DRAGONS chasing dragons, drunken landlords, green men, roses, suns and angels with harps.
These half-a-millennium old works of art move me deeply
Photographer Robert Watson has increased the store of Manchester art. His images have captured the fabulous array of artwork which has been out of sight for centuries high in the roof of Manchester Cathedral. Previously it was impossible to study the years-darkened wood or stone details tucked away in the folds of the higher building.
Watson has used the scaffolding associated with the installation of a new organ to reach the previously unreachable. He has found a universe of detail up there from slapstick through symbolic to ethereal.
The slapstick includes a rebus. Grace Timperley in Cathedral News describes how the new photographs ‘include close-ups of the ‘Huntington Rebus’. The Rebus is a pictorial pun on the name of the warden John Huntington (1422-58) – one image depicts ‘hunting’ and the other a ‘tun’ (a barrel of ale). The wooden counterpart, which is less visible from the nave level, seems to depict an ale-keeper a little worse for wear.’
There are details such as dragons chasing each other and literally chewing on their rivals.
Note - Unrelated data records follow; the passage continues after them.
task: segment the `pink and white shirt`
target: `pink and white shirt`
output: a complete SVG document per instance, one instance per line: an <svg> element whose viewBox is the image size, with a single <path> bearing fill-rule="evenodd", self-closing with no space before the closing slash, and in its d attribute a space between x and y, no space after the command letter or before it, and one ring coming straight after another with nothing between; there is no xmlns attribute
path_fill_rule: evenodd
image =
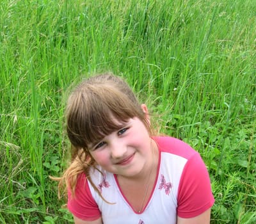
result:
<svg viewBox="0 0 256 224"><path fill-rule="evenodd" d="M68 191L68 209L87 221L100 216L104 224L171 223L177 216L188 218L203 213L214 204L206 167L199 154L184 142L171 137L154 137L159 159L157 179L147 206L141 212L133 209L119 187L116 176L98 168L91 179L108 202L105 202L81 174L76 196Z"/></svg>

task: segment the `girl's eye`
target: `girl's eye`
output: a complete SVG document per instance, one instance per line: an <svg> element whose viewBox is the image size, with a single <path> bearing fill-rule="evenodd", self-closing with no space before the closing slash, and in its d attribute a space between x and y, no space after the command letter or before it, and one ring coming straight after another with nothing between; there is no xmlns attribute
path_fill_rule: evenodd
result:
<svg viewBox="0 0 256 224"><path fill-rule="evenodd" d="M95 147L94 149L100 148L100 147L103 147L105 144L106 144L105 141L101 141Z"/></svg>
<svg viewBox="0 0 256 224"><path fill-rule="evenodd" d="M117 134L118 135L123 134L127 130L128 130L128 128L127 128L127 127L124 128L124 129L122 129L118 131L118 132L117 132Z"/></svg>

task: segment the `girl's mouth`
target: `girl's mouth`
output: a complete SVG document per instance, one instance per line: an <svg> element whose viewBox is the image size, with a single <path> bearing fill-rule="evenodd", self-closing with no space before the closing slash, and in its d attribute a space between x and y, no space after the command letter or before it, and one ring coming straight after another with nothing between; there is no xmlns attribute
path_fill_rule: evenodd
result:
<svg viewBox="0 0 256 224"><path fill-rule="evenodd" d="M120 161L116 163L118 165L124 166L126 165L131 162L132 160L135 153L132 154L132 155L125 157L125 159L121 160Z"/></svg>

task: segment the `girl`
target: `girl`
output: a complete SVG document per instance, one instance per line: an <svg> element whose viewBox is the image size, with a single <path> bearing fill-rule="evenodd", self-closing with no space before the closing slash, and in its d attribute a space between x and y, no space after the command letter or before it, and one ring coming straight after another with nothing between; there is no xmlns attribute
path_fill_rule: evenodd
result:
<svg viewBox="0 0 256 224"><path fill-rule="evenodd" d="M72 161L61 179L75 223L209 223L214 199L199 154L151 129L147 106L117 76L93 76L74 90Z"/></svg>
Dragons symbolised the devil and this image shows how evil consumes itself.
There is a study of a Green Man, a symbol of rebirth, new life literally bursting from his mouth, nose and eyes. Meanwhile, the naturalistic detail carved in the rose boss and the entwined leaves in several other works discovered by Watson reveal how close the artists who created these glories were to nature. One carving of a squirrel clutching its prized nut is utterly charming.
There are suns in splendour across the ceiling, gilt studies in heavenly glory. The choir and orchestra of angels (one of the few elements that can be seen from the Cathedral floor) are here revealed in intimate detail, with contemplative faces and a luminous inner tranquility. In one of the ceiling bosses an enigmatic hand emerges from a verdant background.
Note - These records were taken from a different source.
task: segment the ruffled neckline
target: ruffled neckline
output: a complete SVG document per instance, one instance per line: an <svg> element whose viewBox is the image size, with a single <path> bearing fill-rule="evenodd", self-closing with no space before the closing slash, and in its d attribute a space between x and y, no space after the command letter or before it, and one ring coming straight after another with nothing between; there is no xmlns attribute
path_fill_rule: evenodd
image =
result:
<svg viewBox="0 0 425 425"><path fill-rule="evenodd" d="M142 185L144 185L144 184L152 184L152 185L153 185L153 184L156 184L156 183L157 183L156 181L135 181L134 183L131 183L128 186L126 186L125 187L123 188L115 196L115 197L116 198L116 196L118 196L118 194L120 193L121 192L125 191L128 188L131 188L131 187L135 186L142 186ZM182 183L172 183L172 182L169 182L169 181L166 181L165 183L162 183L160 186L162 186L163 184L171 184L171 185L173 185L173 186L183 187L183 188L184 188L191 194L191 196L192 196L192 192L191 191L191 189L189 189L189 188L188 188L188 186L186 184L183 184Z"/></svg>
The head of Christ is astounding: a sublime piece. Crowned with thorns, this Christ is not the gruesome figure seen in so many representations. His face carries the trauma and melancholy of his cruxificion but also an intensely human, rather than supernatural, concern for the world he has lived within.
These half-a-millennium old works of art move me deeply. There is impish fun, there is joy in the sheer craft of carving flowers, angels and dragons. Remember too, these are pre-Reformation works, and thus rare having survived the iconoclasty of both Thomas Cromwell and the English Civil War.
But amongst the dust motes of the Cathedral, as the light flashes through the stained glass, I catch another echo. I catch a bond down the ages with these antique and nameless artists. I feel I can almost hear a chatter of daily life as well as discussion of the work they are doing for their God. Contemplating Robert Watson’s pictures it’s as though time bends in on itself and the essential unity of human emotion and empathy is revealed - whatever age we live in.
Under those suns, I realise that for the faithful or the humanist such as me, there is nothing new under the sun. You realise the human capacity for beauty and the human desire for meaning.